This problem can be solved using a natural tree DP if we ignore the computational complexity. First, we review how to do this. We decompose the process and define several DP tables as follows.

• \(\mathrm{dp}_1[v][k]\): The number of ways to perform operations in subtree \(v\) such that \(A_v\) is subject to \(+r\) exactly \(k\) times.
• \(\mathrm{dp}_2[v][k]\): The number of ways to perform operations in subtree \(v\) such that \(A_v\) gets exactly \(+k\) in total.
• \(\mathrm{dp}_3[v][k]\): The number of ways to perform operations in subtree \(v\) that result in \(A_v=k\).
• \(\mathrm{dp}_4[v][k]\): The number of ways to perform operations in subtree \(v\) and from vertex \(v\) to \(P_v\) such that \(A_v\) is subject to \(-1\) exactly \(k\) times.

These are computed as follows. Let \(\mathrm{ch}(v)\) be the set of all children of \(v\).

• \(\mathrm{dp}_1[v]\) is the convolution of \(\mathrm{dp}_4[w]\) for all \(w\in \mathrm{ch}(v)\).
• \(\mathrm{dp}_2[v][rk] = \)\mathrm{dp}_1[v][k]$.
• \(\mathrm{dp}_3[v][a_v+k] = \mathrm{dp}_2[v][k]\).
• \(\mathrm{dp}_4[v][k] = \sum_{i\geq k}\mathrm{dp}_3[v][i]\).
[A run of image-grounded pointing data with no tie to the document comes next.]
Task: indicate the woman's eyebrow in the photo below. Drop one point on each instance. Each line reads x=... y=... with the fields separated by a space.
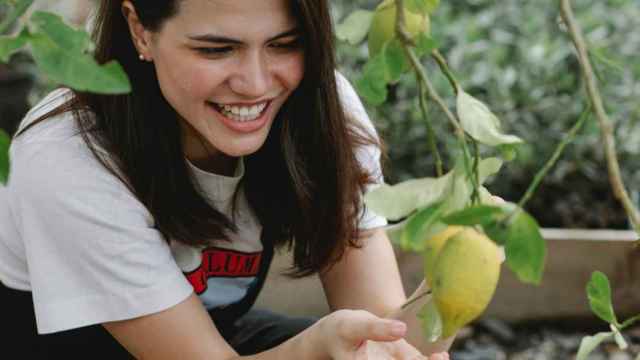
x=227 y=40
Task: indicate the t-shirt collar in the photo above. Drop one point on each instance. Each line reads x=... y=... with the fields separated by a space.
x=218 y=188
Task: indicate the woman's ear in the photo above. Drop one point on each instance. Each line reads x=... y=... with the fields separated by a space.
x=141 y=37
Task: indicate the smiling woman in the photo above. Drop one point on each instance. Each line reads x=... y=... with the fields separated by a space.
x=144 y=224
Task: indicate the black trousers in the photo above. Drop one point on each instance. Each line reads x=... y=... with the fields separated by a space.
x=254 y=332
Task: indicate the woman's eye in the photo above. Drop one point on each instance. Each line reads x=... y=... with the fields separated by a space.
x=215 y=50
x=293 y=44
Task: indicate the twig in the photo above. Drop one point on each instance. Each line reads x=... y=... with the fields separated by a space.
x=568 y=138
x=409 y=302
x=444 y=67
x=407 y=45
x=17 y=12
x=606 y=128
x=430 y=132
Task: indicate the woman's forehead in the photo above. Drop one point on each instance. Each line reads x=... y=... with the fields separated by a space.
x=234 y=17
x=269 y=9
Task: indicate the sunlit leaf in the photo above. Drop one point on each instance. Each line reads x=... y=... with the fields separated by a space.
x=19 y=8
x=422 y=225
x=599 y=294
x=372 y=85
x=462 y=186
x=63 y=35
x=394 y=232
x=431 y=321
x=79 y=71
x=395 y=61
x=11 y=44
x=422 y=6
x=617 y=336
x=4 y=156
x=425 y=44
x=525 y=247
x=589 y=343
x=480 y=123
x=355 y=27
x=398 y=201
x=478 y=214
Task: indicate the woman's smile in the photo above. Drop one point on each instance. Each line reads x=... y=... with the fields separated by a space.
x=242 y=118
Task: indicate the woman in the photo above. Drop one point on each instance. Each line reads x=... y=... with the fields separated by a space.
x=154 y=215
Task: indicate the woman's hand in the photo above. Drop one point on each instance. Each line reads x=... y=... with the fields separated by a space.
x=399 y=349
x=360 y=335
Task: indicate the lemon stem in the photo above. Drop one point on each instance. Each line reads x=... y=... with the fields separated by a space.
x=430 y=132
x=407 y=45
x=606 y=128
x=568 y=138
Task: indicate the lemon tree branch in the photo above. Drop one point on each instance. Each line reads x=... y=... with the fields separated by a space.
x=606 y=127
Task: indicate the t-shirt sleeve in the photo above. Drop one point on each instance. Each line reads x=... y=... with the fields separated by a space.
x=369 y=155
x=93 y=254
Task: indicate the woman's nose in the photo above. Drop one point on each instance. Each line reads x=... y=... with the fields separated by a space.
x=252 y=77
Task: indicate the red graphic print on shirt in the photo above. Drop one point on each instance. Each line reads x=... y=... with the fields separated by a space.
x=217 y=262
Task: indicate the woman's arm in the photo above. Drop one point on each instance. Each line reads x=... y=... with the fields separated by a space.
x=369 y=279
x=186 y=332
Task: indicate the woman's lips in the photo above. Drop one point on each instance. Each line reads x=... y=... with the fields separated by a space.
x=242 y=126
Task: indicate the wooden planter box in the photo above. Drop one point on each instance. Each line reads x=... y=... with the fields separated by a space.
x=572 y=256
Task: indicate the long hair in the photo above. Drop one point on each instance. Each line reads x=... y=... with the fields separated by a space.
x=304 y=184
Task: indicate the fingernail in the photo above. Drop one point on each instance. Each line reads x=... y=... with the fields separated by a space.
x=398 y=328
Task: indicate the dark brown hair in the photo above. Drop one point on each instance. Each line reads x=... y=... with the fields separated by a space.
x=304 y=184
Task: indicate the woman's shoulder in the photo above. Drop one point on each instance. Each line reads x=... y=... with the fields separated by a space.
x=58 y=127
x=352 y=104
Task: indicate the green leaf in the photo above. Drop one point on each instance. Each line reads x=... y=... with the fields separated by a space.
x=478 y=214
x=599 y=294
x=355 y=27
x=395 y=61
x=508 y=151
x=63 y=35
x=617 y=336
x=19 y=8
x=398 y=201
x=589 y=343
x=525 y=248
x=460 y=192
x=480 y=123
x=425 y=44
x=5 y=141
x=77 y=70
x=372 y=86
x=394 y=232
x=630 y=321
x=431 y=321
x=10 y=44
x=420 y=226
x=422 y=6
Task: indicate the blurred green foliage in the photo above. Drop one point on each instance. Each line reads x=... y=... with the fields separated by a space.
x=515 y=56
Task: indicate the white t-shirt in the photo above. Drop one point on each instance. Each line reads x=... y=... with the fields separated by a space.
x=76 y=237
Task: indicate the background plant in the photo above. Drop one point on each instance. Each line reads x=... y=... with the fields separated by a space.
x=474 y=124
x=61 y=52
x=524 y=67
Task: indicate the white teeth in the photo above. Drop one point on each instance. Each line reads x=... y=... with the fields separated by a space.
x=242 y=113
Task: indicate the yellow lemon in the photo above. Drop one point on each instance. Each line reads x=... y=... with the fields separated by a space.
x=465 y=276
x=432 y=248
x=384 y=22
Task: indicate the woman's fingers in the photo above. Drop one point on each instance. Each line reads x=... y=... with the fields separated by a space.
x=439 y=356
x=359 y=326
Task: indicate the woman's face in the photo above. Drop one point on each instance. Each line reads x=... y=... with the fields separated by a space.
x=227 y=67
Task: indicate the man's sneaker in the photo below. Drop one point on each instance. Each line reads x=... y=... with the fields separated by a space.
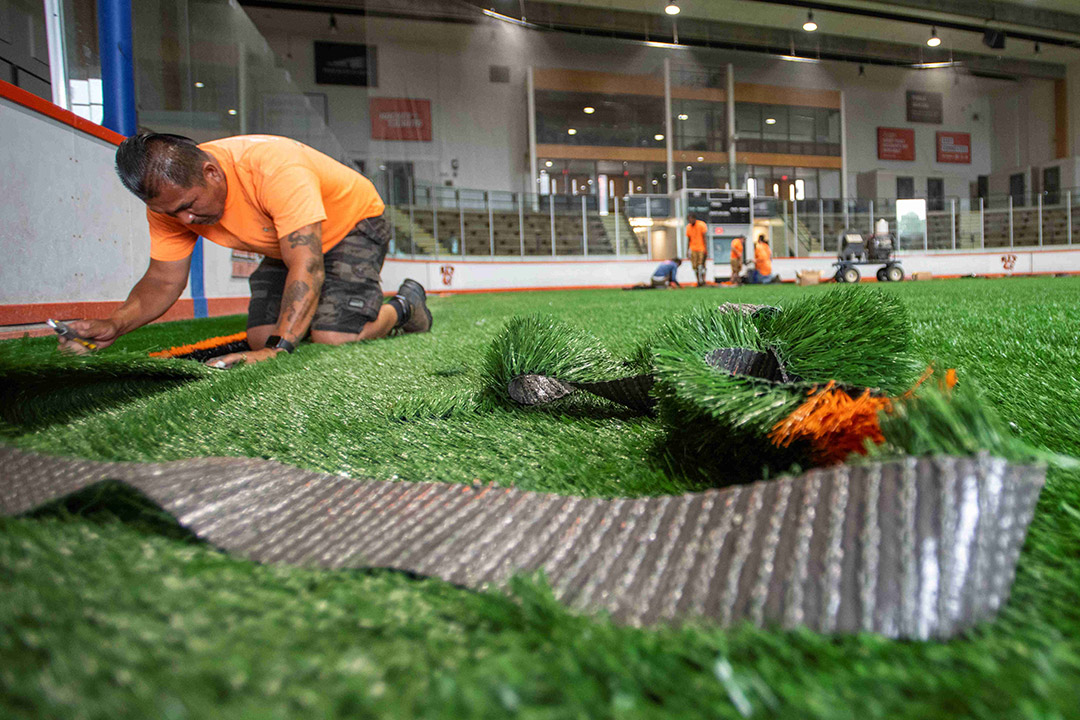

Since the convolution comes up, we will use polynomials instead of arrays. Let \(F_{v,1}(x) = \sum_{k}\mathrm{dp}[v][k]x^k\). \(F_{v,2}(x)\), \(F_{v,3}(x)\), and \(F_{v,4}(x)\) are defined similarly. Then, the above calculation can be expressed as follows.

• \(F_{v,1}(x) = \prod_{w\in\mathrm{ch}(v)}F_{w,4}(x)\).
• \(F_{v,2}(x) = F_{v,1}(x^r)\).
• \(F_{v,3}(x) = x^{a_v}F_{v,2}(x)\).
• \(F_{v,4}(x) = F_{v,3}(x)+\dfrac{F_{v,3}(1)-F_{v,3}(x)}{1-x}\).

Only the operation to obtain \(F_{v,4}\) from \(F_{v,3}\) is a bit non-trivial. It represents a linear operation that replaces \(x^k\) with \(1+\cdots +x^k\).

We can compute these bottom-up and report \(F_{v,3}(1)\) when \(v\) is a root.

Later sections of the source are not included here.